National Weather Service United States Department of Commerce

Proposal Title: Development of high resolution MOM6 for NGGPS

 

Principal Investigator: Eric Chassignet (FSU)

 

Co-Investigators:

Alan Wallcraft (FSU)

Alexandra Bozec (FSU)

 

Collaborators:

NWS/NCEP/EMC

GFDL

 

ABSTRACT:

NWS/NCEP is currently using GFDL’s MOM4 and SIS1 for its CFS v2 operational seasonal prediction system and HYCOM in the global Real-Time Ocean Forecast System (RTOFS) for its short-term ocean forecasts at weather scales. Lately, MOM6 has been selected as the ocean component of the next generation S2S scale operational coupled global modeling system within the UFS framework. MOM6 incorporates many of the key capabilities that are available in HYCOM, notably including a C-grid spatial discretization (appropriate at higher resolutions) and the Arbitrary Lagrangian-Eulerian (ALE) approach to the vertical coordinate. Traditional choices for the vertical in ocean models include, geopotential (good for high latitudes, near-surface and mixed layer), terrain-following (good for coastal areas), and isopycnal (good for the deep ocean). The ALE method allows a hybrid vertical coordinate that can "emulate" a combination of these choices that varies in space and time. HYCOM uses a "favor isopycnals" approach that has isopycnal layers in the deep ocean outcropping into fixed depth layers nearer the surface, and MOM6's HYCOM-like option gives a similar result, but using an algorithm based on layer interfaces rather than layer thicknesses.

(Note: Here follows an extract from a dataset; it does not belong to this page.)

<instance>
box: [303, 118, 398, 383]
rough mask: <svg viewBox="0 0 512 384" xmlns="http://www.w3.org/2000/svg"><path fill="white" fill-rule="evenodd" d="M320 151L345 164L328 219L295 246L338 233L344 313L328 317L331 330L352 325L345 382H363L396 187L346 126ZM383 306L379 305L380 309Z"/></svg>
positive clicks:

Building on the comparison of equivalent global MOM6 and HYCOM configurations performed using ESPC funding, which showed broadly similar results from the two models, we now have the possibility of unifying NCEP/EMC’s ocean modeling suite from weather to  seasonal scales using one ocean model based on MOM6.

This project will focus on advancing capabilities with MOM6 as follows:

  1. Build, test and validate 1/12° degree Global MOM6 as a future mesoscale ocean component for RTOFS and eventually for future Global UFS forecast systems;

  2. Build, test and validate use of 1/12° degree global MOM6 with RTOFS-DA (NCODA);

  3. Explore alternative ocean data assimilation methods for the above high resolution MOM6 models using the JEDI framework.